Toute intervention doit ainsi être précédée de réflexions sur sa durabilité visà- vis de ses impacts environnementaux et de l’exploitation des ressources naturelles. Entre ne rien faire et la « conservation contre nature », les interventions de génie écologique sont des leviers qui doivent piloter les trajectoires naturelles selon les objectifs de conservation, sans pour autant les supplanter. À l’image des inventeurs du début du 20e siècle, le début du 21e est marqué par une multitude d’expérimentations impliquant de nouveaux types d’utilisation plus durable des techniques et engins de génie civil. On assiste ainsi à une véritable « écologisation » de ces interventions. Celle-ci passe, soit par l’adaptation des engins de travaux publics à des missions spécifiques dévolues à la gestion des espaces naturels (pince arracheuse de broussailles), soit par la limitation des impacts environnementaux de l’utilisation de ces engins (pneus basse pression dans les milieux humides), soit encore en une utilisation raisonnée ou détournée d’engins classiques (camions, chargeurs, etc.) pour limiter considérablement leurs impacts environnementaux et économiser les ressources exploitées, qu’elles soient consommées par ces engins (hydrocarbures, huiles) ou l’objet de leur utilisation (sol, substrats divers, etc.).
Face à la crise économique et environnementale majeure que traverse notre planète, les actions de l’ingénierie écologique offrent une alternative durable à l’utilisation systématique des techniques de génie civil dont l’écologisation doit constituer une phase transitoire dans l’attente d’une meilleure connaissance du fonctionnement des écosystèmes et du pilotage à des fins conservatoires de certaines de leurs composantes.

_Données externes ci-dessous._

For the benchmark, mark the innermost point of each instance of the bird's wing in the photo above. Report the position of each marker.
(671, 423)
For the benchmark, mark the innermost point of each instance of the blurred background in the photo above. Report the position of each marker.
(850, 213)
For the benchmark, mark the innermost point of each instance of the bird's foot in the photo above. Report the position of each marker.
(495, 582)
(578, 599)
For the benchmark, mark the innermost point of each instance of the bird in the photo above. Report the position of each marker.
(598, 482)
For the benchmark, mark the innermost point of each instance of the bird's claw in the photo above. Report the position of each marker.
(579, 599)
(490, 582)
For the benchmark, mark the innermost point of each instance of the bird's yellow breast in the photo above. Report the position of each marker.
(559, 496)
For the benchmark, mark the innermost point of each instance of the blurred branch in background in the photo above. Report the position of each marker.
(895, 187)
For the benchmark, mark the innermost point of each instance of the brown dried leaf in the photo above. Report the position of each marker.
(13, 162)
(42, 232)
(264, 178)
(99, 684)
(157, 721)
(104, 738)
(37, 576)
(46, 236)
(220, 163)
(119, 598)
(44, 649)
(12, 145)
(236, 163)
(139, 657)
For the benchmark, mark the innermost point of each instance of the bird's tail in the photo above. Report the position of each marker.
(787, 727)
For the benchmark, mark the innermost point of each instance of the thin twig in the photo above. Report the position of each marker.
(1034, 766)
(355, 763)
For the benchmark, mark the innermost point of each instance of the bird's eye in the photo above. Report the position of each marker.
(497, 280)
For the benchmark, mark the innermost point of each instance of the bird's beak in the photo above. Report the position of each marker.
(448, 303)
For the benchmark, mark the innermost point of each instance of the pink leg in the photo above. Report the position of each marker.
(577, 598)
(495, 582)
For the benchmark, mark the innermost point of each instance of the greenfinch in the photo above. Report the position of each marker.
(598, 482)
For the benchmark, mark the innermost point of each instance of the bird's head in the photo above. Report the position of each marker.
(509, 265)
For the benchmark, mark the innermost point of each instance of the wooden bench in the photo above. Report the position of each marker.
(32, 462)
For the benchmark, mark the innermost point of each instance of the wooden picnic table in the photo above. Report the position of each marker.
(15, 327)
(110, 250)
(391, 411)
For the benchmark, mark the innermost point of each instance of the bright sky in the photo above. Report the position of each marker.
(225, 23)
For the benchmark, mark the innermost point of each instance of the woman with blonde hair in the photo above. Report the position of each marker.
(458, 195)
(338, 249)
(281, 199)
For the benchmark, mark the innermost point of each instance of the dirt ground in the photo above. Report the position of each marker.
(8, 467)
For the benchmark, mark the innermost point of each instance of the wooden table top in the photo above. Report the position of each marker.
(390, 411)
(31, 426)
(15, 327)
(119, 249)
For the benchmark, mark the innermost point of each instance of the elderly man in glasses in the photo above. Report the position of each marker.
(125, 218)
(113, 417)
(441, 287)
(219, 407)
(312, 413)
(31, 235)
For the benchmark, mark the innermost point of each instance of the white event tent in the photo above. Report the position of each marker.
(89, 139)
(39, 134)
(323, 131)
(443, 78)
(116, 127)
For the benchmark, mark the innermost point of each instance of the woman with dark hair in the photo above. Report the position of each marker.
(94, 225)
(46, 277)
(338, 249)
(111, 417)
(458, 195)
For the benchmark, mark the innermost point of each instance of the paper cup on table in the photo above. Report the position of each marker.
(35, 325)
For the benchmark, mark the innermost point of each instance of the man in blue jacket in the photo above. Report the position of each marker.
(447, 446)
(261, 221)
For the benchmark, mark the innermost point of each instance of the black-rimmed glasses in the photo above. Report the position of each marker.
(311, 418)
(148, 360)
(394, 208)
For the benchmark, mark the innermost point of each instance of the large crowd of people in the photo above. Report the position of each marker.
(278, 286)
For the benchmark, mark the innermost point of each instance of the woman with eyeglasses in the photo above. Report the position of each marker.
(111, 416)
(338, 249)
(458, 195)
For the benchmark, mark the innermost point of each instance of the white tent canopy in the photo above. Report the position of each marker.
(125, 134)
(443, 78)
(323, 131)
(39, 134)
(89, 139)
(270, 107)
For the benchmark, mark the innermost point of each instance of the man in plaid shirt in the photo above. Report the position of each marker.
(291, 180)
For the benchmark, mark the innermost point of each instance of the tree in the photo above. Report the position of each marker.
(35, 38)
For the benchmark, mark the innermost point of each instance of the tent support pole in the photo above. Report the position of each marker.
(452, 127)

1 Freddy Rey, Frédéric Gosselin et Antoine Doré, 2014. Ingénierie écologique : Action par et/ou pour le vivant ? Quae Éditions, Paris
2 Une espèce est dite “Ingénieur de l’écosystème” quand elle exerce un ou des rôles majeurs sur son habitat en rapport avec sa biomasse dominante (les arbres, les coraux, les versde- terre, etc.) ou certaines de ses fonctions (les bactéries symbiotiques fixatrices d’azote, les castors constructeurs de barrages, etc.).